Tuesday, January 29, 2013

Pulling The Trigger

As part of our ongoing process to manage risk in client portfolios, we occasionally use investment “triggers”. The investment “trigger” is a rule or a requirement to take a specific action at a future time based on the outcome or resolution of a potential, identifiable risk. The trigger is usually set in conjunction with reducing clients’ market exposure due to this perceived risk. It allows us a way to rationally consider the probability and impact of a potential event that presents risk and take a deliberate and reasoned approach to dealing with this risk, rather than waiting and reacting emotionally after the fact. We believe actively managing risk in this way is the prudent thing for us as fiduciaries of client wealth.
 
For example, in preparing for our first quarter portfolio re-allocations in December, we considered probabilities of outcomes of the fiscal cliff deliberations then underway, and ways in which those outcomes could impact the stock market. In those discussions, we felt there was a greater than 50/50 probability that there would be a negative outcome with respect to fiscal cliff deliberations which  would most likely result in a decline in the stock market.
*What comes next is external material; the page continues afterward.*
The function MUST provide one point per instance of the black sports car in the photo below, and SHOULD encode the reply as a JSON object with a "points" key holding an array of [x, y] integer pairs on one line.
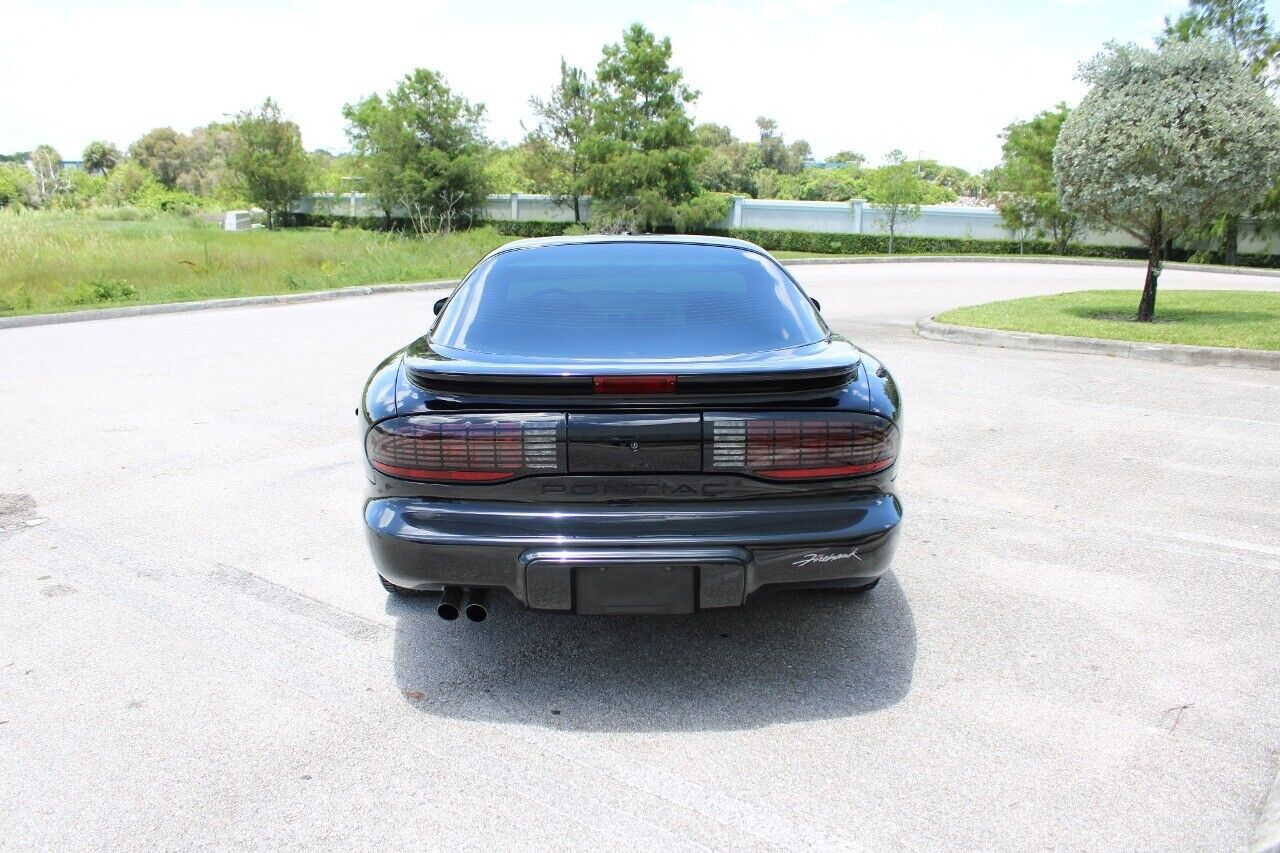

As a result of this assessment, we reduced equity allocations and set a trigger for putting money back to work once we had greater “clarity” relating to the fiscal cliff.

We got that improved clarity through the announcement of a Congressional compromise on the fiscal cliff on January 2. We got even further clarity on Federal budget policy when the House of Representatives passed legislation to temporarily raise the federal debt ceiling. On January 24, we acted on our trigger to put money back into equities based on several factors: improved clarity relating to federal budget and debt issues, continued positive news on the economy, continued low inflation, and a continued positive outlook for corporate profits. All of these lend support to a more positive environment for stocks.

From a financial planning perspective the most important objective in using triggers is protecting client capital. The process of setting a trigger is one way of managing risk of events that could negatively impact client capital. Some other ways financial planners manage risk include portfolio diversification, security selection, a sound investment process, fundamental analysis, understanding of macro risks, and asset allocation. Each of these play an important role in the risk management process and each involve a high degree of human or intuitive judgment which, at least as of now, computers cannot provide.